Et c’est ainsi, qu’après l’année de l’agrégation en 65, les « Cachanais 65 » et leurs conjoints enseignants, ont tous occupé des postes dans différents établissements d’enseignement technique, ou secondaire, IUT, CPGE, enseignement supérieur, pouvant parfois assumer d'importantes responsabilités dans différents secteurs : Inspection Générale, Direction de Laboratoires de Recherche, d’Instituts, animation pédagogique, …. Tous se sentaient une fibre enseignante qui a piloté leur carrière. Et ils ont des difficultés à admettre que les nominations d’enseignants mettent aujourd’hui en place des personnes, parfois venues par défaut à ce métier, peu souvent issues des milieux ruraux, contrairement aux années 60. Ils se demandent comment on en est arrivé à ne pas avoir assez de candidats tout juste convenables à des concours comme le CAPES ou l’agrégation. Ceux-ci attiraient un très grand nombre de candidats, dans les années 60 et demeuraient toujours très sélectifs.
Certes, le contexte sociétal a complètement changé en une cinquantaine d’années et l’abandon successif des ENI, puis des IPES, ont fortement pénalisé le recrutement et la formation des maîtres. Mais, ne peut-on pas reconstituer des filières, tout au moins partielles, pour remonter la pente ? Il en va de l'avenir de notre jeunesse dans les prochaines décennies. Les réponses à beaucoup de problèmes sociétaux graves pourraient s’en trouver améliorées. Il serait, par exemple, sûrement possible de motiver pour l’enseignement, après le bac, des étudiants de bon niveau, particulièrement parmi ceux provenant de milieux défavorisés, en créant l’équivalent des IPES, comme le proposent déjà certaines personnalités. De tels cursus, en insistant particulièrement sur la didactique des disciplines, la pédagogie en général, prépareraient ces futurs enseignants aux contraintes liées aux situations sociétales dans les milieux difficiles.

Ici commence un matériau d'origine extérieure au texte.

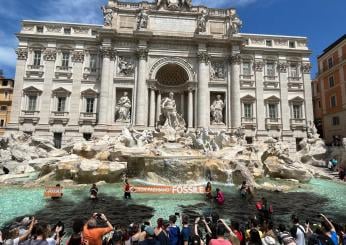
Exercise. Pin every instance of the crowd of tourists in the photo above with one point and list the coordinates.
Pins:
(179, 229)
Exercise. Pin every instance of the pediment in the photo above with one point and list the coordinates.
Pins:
(248, 98)
(61, 90)
(89, 92)
(32, 90)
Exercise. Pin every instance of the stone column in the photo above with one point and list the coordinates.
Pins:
(22, 56)
(309, 115)
(182, 104)
(107, 54)
(203, 97)
(235, 91)
(158, 106)
(142, 89)
(77, 59)
(190, 109)
(260, 107)
(285, 108)
(152, 108)
(46, 97)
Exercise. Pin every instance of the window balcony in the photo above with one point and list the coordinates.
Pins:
(59, 117)
(295, 86)
(271, 85)
(249, 122)
(29, 116)
(273, 123)
(88, 118)
(90, 73)
(35, 71)
(63, 72)
(298, 123)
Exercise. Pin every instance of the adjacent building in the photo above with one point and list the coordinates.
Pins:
(79, 80)
(6, 92)
(329, 92)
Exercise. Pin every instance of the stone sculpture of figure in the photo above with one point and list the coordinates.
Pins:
(107, 16)
(202, 22)
(123, 108)
(216, 110)
(235, 24)
(125, 67)
(142, 20)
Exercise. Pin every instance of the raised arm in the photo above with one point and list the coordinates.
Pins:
(228, 228)
(328, 221)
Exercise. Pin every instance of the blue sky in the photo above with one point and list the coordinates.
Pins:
(322, 21)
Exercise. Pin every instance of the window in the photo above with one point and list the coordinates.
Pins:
(330, 62)
(333, 101)
(37, 58)
(273, 111)
(65, 59)
(297, 111)
(57, 140)
(248, 110)
(331, 81)
(270, 69)
(292, 44)
(90, 105)
(67, 31)
(32, 103)
(87, 136)
(61, 104)
(294, 70)
(249, 140)
(93, 64)
(335, 121)
(39, 29)
(269, 43)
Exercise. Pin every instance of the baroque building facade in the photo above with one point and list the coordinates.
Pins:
(78, 80)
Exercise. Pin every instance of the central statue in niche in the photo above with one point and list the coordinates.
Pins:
(169, 117)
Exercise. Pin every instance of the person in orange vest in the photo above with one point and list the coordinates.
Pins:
(127, 190)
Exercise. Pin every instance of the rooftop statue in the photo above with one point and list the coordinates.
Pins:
(174, 4)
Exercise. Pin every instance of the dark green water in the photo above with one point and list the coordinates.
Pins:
(316, 197)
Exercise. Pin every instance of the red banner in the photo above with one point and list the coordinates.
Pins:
(180, 189)
(53, 191)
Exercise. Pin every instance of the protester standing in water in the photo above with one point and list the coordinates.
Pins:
(208, 191)
(93, 192)
(127, 190)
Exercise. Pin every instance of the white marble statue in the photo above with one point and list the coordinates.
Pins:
(235, 24)
(122, 110)
(169, 116)
(202, 22)
(125, 66)
(174, 4)
(142, 20)
(216, 110)
(107, 16)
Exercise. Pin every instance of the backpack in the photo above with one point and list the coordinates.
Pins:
(294, 230)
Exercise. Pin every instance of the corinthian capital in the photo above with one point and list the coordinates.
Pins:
(259, 65)
(49, 54)
(22, 53)
(235, 59)
(142, 53)
(203, 56)
(78, 56)
(108, 52)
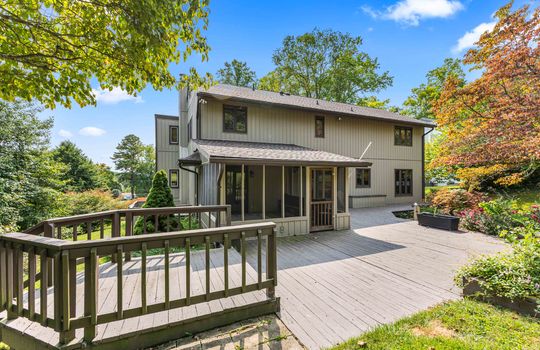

Ne pourrait-il pas y avoir, aussi, des expérimentations, dans quelques milieux sensibles, d’un équivalent des ENI, avec des jeunes prometteurs, pris en charge dès le passage du brevet ? Ces jeunes, souvent issus de ces milieux sensibles ou ruraux, auraient ensuite, respectant un contrat décennal et au-delà, durant leur carrière d’enseignant, un rôle très positif de modèle, dans le milieu dont ils sont issus. Les instituteurs des ENI jouaient un tel rôle, souvent, dans leurs communes, dans un environnement, bien sûr, très différent. De telles opérations auraient, sûrement, le mérite de susciter, à nouveau, des vocations d’enseignants, actuellement trop rares, et aussi de rééquilibrer vers les matières scientifiques les nouvelles promotions des professeurs des écoles. Et le recrutement et la formation des maîtres pourraient retrouver un certain rôle naturel d’ascenseur social dans un pays en pleine recherche de nouvelles motivations. Dans cet esprit, la mise en place d'un « pré-recrutement », avec rémunération, d'une partie, au moins, des futurs enseignants, semble constituer une mesure indispensable, dans un avenir le plus proche possible.
En tous les cas, les « Cachanais 65 » applaudiront vigoureusement toutes les évolutions, par rapport à la situation actuelle, qui rapprocheraient la formation des maîtres de celle des années 60. Avec le recul, le système d’alors, dont ils ont bénéficié, apparaît comme un véritable « âge d’or » de la préparation aux métiers d'enseignement.